Ulasan film Harold & the Purple Crayon (2024): Ide Brilian yang Terjebak dalam Narasi Biasa

Harold & the Purple Crayon (2024) serasa terjebak dalam dilema antara potensi yang ditawarkan oleh premisnya dan eksekusi yang terbilang biasa saja. Adaptasi dari buku anak-anak klasik ini menceritakan Harold, seorang anak dengan krayon ajaib yang bisa menghidupkan apa pun yang ia gambar. Sejujurnya, ide ini memiliki potensi besar untuk mengeksplorasi petualangan visual yang penuh warna dan imajinasi. Namun, sayangnya, film ini gagal menggali lebih dalam dari sekadar cerita anak-anak yang sederhana.
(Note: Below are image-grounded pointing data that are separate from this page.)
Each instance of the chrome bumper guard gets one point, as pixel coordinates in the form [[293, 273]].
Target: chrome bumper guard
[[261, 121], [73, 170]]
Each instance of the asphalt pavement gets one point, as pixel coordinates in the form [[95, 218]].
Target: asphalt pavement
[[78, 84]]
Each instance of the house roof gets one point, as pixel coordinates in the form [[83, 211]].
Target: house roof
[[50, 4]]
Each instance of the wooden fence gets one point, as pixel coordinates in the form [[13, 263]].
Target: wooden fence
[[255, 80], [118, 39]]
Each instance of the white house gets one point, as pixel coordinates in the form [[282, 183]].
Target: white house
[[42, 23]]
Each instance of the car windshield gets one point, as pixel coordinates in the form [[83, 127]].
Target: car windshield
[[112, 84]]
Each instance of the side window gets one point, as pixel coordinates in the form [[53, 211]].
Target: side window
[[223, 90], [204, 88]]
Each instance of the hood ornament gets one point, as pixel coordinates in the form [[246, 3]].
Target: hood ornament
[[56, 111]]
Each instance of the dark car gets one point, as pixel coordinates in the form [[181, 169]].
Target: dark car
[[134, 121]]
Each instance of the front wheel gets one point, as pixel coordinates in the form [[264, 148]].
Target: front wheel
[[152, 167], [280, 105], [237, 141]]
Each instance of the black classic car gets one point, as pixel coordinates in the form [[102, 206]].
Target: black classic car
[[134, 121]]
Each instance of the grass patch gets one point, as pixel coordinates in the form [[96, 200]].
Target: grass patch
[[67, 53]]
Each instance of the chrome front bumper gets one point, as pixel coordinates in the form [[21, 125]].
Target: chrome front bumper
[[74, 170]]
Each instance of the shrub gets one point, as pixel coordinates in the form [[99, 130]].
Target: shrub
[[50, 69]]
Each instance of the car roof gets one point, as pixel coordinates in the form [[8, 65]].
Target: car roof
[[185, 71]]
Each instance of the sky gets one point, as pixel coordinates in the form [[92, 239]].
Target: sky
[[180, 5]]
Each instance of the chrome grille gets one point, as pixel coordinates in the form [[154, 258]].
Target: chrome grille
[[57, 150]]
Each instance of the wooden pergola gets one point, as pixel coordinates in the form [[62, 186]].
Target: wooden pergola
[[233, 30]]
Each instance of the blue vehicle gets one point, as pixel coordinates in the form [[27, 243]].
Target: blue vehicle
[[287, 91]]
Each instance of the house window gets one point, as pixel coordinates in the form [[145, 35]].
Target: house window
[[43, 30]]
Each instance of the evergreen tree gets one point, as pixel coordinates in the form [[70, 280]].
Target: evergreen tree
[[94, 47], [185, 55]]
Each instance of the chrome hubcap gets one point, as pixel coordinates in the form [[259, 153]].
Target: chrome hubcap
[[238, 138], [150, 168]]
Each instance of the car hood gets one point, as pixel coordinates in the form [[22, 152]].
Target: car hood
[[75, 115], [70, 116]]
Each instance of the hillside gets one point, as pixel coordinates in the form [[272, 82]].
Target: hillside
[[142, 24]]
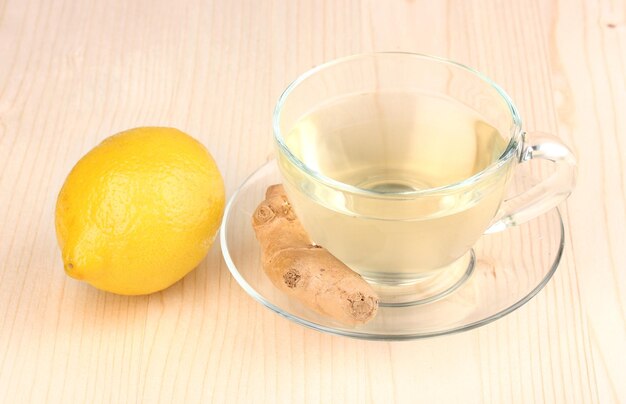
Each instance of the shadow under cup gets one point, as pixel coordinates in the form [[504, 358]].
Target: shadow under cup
[[397, 164]]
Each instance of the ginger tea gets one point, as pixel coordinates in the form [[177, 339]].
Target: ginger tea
[[394, 144]]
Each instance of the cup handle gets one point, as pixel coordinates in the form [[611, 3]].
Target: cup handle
[[548, 193]]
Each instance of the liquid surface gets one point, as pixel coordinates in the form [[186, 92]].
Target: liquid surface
[[393, 143]]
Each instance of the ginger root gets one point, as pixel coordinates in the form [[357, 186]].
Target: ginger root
[[307, 271]]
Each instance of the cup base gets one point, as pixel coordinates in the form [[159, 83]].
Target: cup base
[[426, 289]]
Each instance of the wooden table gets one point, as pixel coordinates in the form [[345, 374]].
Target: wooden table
[[73, 72]]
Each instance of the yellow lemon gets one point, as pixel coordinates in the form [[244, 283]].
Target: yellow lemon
[[139, 211]]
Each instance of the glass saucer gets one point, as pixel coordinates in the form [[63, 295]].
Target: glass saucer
[[510, 268]]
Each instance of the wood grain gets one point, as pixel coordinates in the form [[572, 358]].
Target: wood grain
[[73, 72]]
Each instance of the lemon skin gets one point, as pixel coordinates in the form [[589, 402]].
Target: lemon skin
[[139, 211]]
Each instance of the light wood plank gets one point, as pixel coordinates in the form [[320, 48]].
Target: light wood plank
[[73, 72]]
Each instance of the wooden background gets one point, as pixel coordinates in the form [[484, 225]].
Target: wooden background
[[75, 71]]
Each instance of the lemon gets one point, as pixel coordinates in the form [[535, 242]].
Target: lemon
[[139, 211]]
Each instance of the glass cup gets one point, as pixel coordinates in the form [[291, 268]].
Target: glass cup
[[398, 163]]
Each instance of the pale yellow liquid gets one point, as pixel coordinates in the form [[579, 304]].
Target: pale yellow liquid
[[395, 143]]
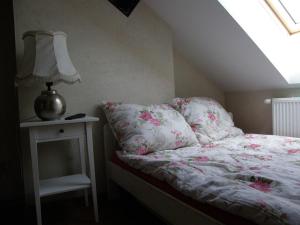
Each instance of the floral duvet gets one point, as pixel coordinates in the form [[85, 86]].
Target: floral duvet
[[253, 176]]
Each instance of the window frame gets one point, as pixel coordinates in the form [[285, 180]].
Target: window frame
[[284, 16]]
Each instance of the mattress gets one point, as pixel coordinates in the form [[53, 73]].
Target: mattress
[[255, 177], [214, 212]]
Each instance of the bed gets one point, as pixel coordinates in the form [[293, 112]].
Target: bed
[[244, 179]]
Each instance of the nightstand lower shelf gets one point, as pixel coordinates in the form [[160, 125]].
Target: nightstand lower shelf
[[64, 184]]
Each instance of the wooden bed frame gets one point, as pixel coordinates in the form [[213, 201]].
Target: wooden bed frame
[[170, 209]]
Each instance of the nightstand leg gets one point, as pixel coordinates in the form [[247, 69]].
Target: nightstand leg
[[83, 167], [92, 168], [36, 178]]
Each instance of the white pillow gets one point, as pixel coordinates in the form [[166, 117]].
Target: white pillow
[[208, 119], [143, 129]]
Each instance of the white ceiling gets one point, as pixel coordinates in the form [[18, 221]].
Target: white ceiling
[[208, 36]]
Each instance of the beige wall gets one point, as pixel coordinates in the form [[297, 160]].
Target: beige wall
[[249, 110], [189, 81], [119, 58]]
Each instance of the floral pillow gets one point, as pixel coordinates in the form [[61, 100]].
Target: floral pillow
[[143, 129], [208, 119]]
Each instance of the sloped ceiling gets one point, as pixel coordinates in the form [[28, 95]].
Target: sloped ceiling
[[209, 37]]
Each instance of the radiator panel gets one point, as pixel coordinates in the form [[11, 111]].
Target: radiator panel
[[286, 116]]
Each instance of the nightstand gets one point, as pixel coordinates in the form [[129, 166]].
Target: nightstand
[[58, 130]]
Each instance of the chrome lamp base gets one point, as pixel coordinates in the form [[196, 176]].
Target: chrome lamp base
[[49, 105]]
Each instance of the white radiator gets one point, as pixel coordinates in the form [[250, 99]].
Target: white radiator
[[286, 116]]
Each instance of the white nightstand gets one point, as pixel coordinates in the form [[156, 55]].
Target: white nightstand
[[57, 130]]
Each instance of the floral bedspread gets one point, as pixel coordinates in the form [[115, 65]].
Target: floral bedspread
[[254, 176]]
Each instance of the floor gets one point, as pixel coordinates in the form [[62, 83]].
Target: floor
[[73, 212]]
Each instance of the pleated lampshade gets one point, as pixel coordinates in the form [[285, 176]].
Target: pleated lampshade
[[46, 59]]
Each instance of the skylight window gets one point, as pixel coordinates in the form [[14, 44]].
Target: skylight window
[[288, 12]]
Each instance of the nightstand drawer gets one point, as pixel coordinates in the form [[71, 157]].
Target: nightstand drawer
[[59, 131]]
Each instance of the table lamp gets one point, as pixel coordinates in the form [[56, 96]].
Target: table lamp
[[46, 59]]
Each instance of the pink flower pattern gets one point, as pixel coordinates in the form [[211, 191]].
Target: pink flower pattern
[[261, 186], [293, 151], [212, 116], [201, 159]]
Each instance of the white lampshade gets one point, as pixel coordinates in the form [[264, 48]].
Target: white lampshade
[[46, 59]]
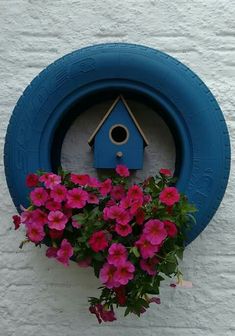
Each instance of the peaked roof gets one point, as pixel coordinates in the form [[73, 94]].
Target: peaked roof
[[91, 139]]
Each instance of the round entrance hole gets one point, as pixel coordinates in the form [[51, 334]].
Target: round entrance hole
[[119, 134], [77, 156]]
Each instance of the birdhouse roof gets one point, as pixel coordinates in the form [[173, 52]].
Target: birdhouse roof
[[92, 138]]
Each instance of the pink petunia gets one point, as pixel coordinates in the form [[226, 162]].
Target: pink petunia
[[75, 224], [124, 218], [154, 231], [39, 217], [57, 220], [165, 172], [39, 196], [149, 265], [114, 212], [51, 252], [136, 205], [98, 241], [140, 216], [147, 250], [17, 221], [35, 233], [82, 180], [135, 193], [105, 187], [32, 180], [171, 228], [92, 199], [108, 276], [93, 182], [147, 199], [169, 196], [52, 205], [77, 198], [65, 252], [123, 230], [58, 193], [117, 254], [117, 193], [122, 171], [50, 180], [106, 214], [125, 273], [55, 234], [126, 203]]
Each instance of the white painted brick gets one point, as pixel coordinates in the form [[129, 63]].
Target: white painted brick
[[39, 295]]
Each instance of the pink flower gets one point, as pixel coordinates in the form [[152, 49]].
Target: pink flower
[[149, 265], [93, 182], [58, 193], [147, 250], [35, 233], [65, 252], [135, 206], [98, 241], [117, 192], [147, 199], [110, 203], [106, 214], [125, 203], [77, 198], [26, 217], [85, 262], [52, 205], [122, 171], [50, 180], [165, 172], [92, 199], [171, 228], [135, 193], [57, 220], [51, 252], [114, 212], [117, 254], [32, 180], [16, 221], [125, 272], [39, 196], [55, 234], [154, 231], [124, 217], [140, 216], [108, 275], [80, 179], [169, 196], [105, 187], [39, 217], [75, 224], [123, 230]]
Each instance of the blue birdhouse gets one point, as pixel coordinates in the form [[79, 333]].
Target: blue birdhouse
[[118, 139]]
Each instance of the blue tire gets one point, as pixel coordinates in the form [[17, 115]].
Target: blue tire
[[44, 112]]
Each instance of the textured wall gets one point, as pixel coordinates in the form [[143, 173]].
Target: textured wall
[[41, 296]]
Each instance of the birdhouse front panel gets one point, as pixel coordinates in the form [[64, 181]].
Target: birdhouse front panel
[[119, 139]]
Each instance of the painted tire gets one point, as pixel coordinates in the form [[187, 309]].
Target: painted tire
[[44, 112]]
Salah satu kelemahan terbesar yang saya rasakan adalah kurangnya eksplorasi imajinatif dari premis tersebut. Meskipun ide krayon ajaib yang bisa menghidupkan gambar seharusnya menawarkan ruang untuk kreativitas tanpa batas, Harold & the Purple Crayon tampak tidak memanfaatkan potensi tersebut. Ada momen-momen di mana visual tampak mengesankan, tapi sebagian besar terasa datar dan kurang inovatif. Seolah-olah film ini hanya menari di permukaan ide besarnya, tanpa pernah benar-benar menyelam ke dalamnya.

Narasi dalam film ini juga terkesan terlalu sederhana dan klise. Untuk sebuah film yang menggabungkan unsur magis dengan dunia nyata, saya mengharapkan cerita yang lebih dinamis dan kompleks. Namun, alur cerita terasa mudah ditebak, dengan banyak elemen yang tampak mirip dengan film-film fantasi lainnya. Bahkan, film ini mengingatkan saya pada Elf (2003), yang juga menampilkan karakter dari dunia magis yang datang ke dunia nyata dan mengubah kehidupan orang-orang di sekitarnya. Sayangnya, Harold gagal membedakan dirinya dari film-film sejenis dan akhirnya kehilangan identitasnya sendiri.

Selain itu, dialog dalam film ini terbilang datar dan generik. Banyak percakapan yang terasa dipaksakan dan kurang memberikan kedalaman pada karakter-karakternya. Zachary Levi, yang memerankan Harold, melakukan upaya terbaik untuk membawa energi pada karakternya, namun naskah yang dangkal membuat penampilannya tidak terlalu berkesan. Bahkan, aktor-aktor lain seperti Lil Rel Howery dan Zooey Deschanel, yang biasanya tampil menonjol, terlihat tenggelam dalam peran-peran yang kurang berkembang.

Saya juga merasa film ini terlalu lama untuk ukuran narasi yang sederhana. Dengan durasi sekitar 90 menit, ada banyak bagian yang terasa seperti filler, yang seharusnya bisa dipangkas untuk mempercepat tempo film. Banyak subplot yang tidak dikembangkan dengan baik dan terasa seperti tempelan belaka. Mungkin dengan runtime yang lebih pendek, film ini bisa terasa lebih padat dan fokus.

Komedi yang disajikan juga kurang mengena. Memang, film ini ditujukan untuk penonton anak-anak, namun lelucon-leluconnya terasa hambar dan tidak mampu memberikan tawa yang berarti. Saya merasa, meskipun target audiensnya adalah anak-anak, film ini masih bisa menghadirkan humor yang lebih cerdas dan relevan bagi penonton dewasa.

Sebagai film anak-anak, Harold & the Purple Crayon mungkin masih bisa menghibur penonton muda dengan visualnya yang cerah dan karakter-karakter yang lucu. Namun, bagi penonton dewasa atau penggemar cerita fantasi yang lebih mendalam, film ini terasa kurang memuaskan. Ada potensi besar di balik ide krayon ajaib ini, tapi eksekusinya yang terlalu sederhana dan penuh dengan klise membuat film ini terasa seperti sebuah kesempatan yang terbuang.

Secara keseluruhan, Harold & the Purple Crayon (2024) adalah film yang penuh dengan janji namun tidak pernah benar-benar memenuhinya. Meski ada beberapa momen yang menyenangkan, terutama dalam visual, kekurangan dalam narasi dan pengembangan karakter membuat film ini terasa datar. Bagi saya, ini adalah film yang mungkin bisa lebih berhasil jika diberi sentuhan kreatif yang lebih berani dan naskah yang lebih tajam.